Twenty-cent piece
- Value: 0.20 CAD
- Mass: 4.648 g
- Diameter: 23.3 mm
- Thickness: 1.2 mm
- Edge: Reeded
- Orientation: Variable alignment
- Composition: 92.5% Ag, 7.5% Cu
- Years of minting: 1858

Obverse
- Design: Queen Victoria
- Designer: Leonard Charles Wyon

Reverse
- Design: Value and date, surrounded by wreath, topped by crown
- Designer: Leonard Charles Wyon

= Canadian twenty-cent coin =

Discontinued Canadian coin (1858)

The twenty-cent piece was a Canadian coin struck by the Royal Mint of the United Kingdom for the Province of Canada in 1858. It consisted of 92.5% silver, and 7.5% copper. A total of 730,392 were struck.

==History==

With the passing of the Currency Act on 1 August 1854, the Province of Canada introduced a decimal currency. Coins were struck in 1-, 5-, 10- and 20-cent denominations. The new Canadian dollar was equal in value to the New Brunswick dollar, which was introduced in 1852.

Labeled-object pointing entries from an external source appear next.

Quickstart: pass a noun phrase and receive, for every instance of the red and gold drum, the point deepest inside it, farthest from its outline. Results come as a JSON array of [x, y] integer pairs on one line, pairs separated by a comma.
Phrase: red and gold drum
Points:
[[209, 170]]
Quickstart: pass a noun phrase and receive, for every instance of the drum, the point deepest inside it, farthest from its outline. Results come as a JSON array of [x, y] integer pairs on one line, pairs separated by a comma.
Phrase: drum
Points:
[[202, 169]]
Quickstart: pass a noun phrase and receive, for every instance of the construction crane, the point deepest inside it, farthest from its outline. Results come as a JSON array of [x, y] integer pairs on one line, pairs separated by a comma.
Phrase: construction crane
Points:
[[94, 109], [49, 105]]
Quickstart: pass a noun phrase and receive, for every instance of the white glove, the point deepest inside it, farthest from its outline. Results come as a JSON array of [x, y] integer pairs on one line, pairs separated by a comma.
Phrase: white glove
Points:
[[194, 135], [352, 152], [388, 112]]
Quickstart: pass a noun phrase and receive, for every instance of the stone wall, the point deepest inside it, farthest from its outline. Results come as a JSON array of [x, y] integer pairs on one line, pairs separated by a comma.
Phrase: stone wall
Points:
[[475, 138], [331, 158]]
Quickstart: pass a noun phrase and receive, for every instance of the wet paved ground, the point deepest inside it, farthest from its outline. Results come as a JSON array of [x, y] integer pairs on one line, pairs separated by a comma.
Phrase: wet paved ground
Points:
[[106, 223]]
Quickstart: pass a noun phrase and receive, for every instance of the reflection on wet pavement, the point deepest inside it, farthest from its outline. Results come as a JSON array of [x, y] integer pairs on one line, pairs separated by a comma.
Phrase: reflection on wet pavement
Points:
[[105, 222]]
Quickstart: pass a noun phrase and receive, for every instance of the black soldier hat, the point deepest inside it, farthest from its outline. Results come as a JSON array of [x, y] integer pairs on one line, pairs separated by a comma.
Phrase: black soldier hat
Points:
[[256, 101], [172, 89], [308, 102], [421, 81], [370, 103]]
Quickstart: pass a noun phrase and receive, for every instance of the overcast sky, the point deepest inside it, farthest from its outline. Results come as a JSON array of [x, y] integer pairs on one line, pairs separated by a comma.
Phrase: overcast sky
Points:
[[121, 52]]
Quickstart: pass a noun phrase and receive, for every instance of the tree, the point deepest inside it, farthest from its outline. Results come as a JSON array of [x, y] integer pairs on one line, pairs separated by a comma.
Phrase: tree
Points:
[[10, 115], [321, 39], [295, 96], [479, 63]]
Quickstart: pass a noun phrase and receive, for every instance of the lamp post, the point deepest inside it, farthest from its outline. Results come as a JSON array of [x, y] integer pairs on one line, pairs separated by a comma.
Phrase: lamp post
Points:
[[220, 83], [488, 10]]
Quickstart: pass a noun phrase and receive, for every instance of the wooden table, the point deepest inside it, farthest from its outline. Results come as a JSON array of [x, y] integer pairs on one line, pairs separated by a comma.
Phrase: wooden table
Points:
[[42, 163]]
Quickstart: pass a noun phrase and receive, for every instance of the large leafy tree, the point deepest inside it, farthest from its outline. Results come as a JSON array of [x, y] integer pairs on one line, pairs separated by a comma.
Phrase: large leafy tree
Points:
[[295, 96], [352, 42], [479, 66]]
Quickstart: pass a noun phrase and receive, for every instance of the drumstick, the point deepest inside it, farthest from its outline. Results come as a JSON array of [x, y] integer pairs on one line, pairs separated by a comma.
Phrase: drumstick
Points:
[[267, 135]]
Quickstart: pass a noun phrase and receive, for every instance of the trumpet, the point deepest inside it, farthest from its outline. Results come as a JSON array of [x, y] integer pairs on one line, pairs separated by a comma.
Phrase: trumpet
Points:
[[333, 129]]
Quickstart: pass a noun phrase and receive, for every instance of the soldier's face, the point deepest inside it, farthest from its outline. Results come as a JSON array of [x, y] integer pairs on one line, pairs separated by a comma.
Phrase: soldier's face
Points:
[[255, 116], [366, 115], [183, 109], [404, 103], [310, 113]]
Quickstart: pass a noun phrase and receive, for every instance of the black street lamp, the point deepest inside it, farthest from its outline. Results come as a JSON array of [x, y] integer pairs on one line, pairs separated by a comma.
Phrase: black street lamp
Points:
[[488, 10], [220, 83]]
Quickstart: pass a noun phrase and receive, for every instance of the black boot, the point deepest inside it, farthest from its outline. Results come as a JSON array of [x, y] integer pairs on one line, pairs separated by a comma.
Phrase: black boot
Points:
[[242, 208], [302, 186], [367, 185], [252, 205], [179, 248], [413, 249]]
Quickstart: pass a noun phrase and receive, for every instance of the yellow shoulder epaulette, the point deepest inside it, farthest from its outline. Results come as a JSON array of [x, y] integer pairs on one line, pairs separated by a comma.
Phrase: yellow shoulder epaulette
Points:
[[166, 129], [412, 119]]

In order to accommodate transactions involving the Nova Scotian pound, the Province of Canada chose to issue a twenty-cent coin, which was the equivalent to a shilling in Nova Scotian currency. However, no shilling coin was issued by Nova Scotia, and the British shilling was worth 20 percent more than a Nova Scotian shilling. The twenty-cent coin was confused with both British shillings and American quarters, and was therefore not minted beyond 1858. The coins were withdrawn from circulation and, from 1885 on, returned to the Royal Mint to be recoined as 25-cent pieces.

==Varieties==

There are several known varieties of the twenty-cent coin, primarily involving the letter I on the obverse in the words VICTORIA, GRATIA, or DEI. The majority of twenty-cent coins have a coinage alignment; however, approximately 25 percent were struck with a medal alignment.